Some evidence suggests the screening threshold could reasonably extend to people with CD4 counts of 200 cells per microliter or below, though current guidelines haven’t formally adopted this wider range. The key insight behind screening is timing: detectable CrAg appears in blood a median of 22 days before symptoms of meningitis, and roughly 11% of people have it circulating more than 100 days before they get sick. That window is long enough to intervene meaningfully.
What CrAg Titers Mean
CrAg tests can report results as a titer, a number reflecting how much antigen is present. Higher titers in spinal fluid generally correlate with a greater burden of fungus, and higher fungal burden is associated with worse outcomes. In one study, 10-week mortality was 31% in patients with the lowest spinal fluid fungal counts and 54% in those with the highest.
However, the relationship between antigen levels and prognosis isn’t perfectly straightforward.
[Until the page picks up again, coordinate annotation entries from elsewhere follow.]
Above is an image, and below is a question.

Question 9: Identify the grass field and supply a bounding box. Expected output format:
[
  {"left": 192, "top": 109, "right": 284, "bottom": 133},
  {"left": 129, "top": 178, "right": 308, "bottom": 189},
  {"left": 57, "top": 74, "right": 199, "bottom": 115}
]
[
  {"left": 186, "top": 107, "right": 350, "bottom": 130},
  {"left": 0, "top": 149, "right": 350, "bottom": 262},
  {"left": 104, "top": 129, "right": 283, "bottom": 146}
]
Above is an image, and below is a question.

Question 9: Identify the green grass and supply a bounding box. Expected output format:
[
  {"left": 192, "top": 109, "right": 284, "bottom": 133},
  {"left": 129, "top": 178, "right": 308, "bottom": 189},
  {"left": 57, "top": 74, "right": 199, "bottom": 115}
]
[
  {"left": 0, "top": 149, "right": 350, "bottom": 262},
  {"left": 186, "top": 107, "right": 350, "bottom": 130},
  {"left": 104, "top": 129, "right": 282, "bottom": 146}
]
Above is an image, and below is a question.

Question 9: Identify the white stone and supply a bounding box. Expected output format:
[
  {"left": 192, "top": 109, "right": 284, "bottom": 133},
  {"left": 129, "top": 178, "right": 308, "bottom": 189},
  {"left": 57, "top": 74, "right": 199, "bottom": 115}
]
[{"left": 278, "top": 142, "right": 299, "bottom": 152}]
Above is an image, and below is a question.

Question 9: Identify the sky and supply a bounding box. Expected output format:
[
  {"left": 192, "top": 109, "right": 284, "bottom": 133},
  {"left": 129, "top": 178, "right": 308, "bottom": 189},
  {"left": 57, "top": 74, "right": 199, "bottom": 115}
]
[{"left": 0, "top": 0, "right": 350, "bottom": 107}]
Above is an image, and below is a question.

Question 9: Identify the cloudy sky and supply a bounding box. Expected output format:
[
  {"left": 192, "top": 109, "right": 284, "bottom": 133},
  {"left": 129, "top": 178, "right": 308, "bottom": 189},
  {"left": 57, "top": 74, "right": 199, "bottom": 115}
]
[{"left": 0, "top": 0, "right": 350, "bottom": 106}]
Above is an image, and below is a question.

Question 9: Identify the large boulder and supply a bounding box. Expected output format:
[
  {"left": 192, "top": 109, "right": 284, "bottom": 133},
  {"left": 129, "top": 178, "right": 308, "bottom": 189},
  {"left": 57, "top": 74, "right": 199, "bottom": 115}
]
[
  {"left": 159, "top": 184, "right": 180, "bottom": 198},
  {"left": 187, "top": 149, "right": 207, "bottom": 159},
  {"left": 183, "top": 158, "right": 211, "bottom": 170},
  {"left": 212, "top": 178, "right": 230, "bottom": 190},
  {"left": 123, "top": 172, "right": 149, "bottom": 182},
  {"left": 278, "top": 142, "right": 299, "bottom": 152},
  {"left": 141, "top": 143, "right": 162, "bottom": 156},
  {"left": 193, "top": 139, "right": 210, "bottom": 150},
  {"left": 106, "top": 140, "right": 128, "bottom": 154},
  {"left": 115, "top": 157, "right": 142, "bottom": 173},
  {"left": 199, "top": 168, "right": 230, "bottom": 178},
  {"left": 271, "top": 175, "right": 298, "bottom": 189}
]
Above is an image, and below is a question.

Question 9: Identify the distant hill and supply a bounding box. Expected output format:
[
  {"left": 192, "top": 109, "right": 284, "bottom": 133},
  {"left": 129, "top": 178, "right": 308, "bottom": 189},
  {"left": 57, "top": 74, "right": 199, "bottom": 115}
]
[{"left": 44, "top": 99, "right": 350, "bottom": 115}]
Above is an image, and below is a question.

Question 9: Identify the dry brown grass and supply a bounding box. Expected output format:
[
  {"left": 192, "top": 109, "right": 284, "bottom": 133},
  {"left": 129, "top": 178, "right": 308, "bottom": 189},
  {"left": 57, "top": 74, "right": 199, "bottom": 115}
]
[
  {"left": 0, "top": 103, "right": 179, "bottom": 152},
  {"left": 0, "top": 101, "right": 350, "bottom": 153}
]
The amount of antigen shed per organism varies from person to person, influenced by individual immune responses. Two patients with similar fungal loads can have meaningfully different CrAg titers. For this reason, clinical guidelines note that serial CrAg titers are not precise enough to guide day-to-day treatment decisions during acute illness. A titer that remains elevated doesn’t necessarily mean treatment is failing, and a persistently positive CrAg result alone is not a reason to continue antifungal therapy indefinitely.
Titers do play a role in longer-term management. Guidelines suggest that people living with HIV may be able to stop maintenance antifungal therapy once their CD4 count recovers above 100 cells per microliter and their CrAg titer is at or below 1:512 and not rising. If the CD4 count drops again or the titer starts climbing, restarting treatment is recommended.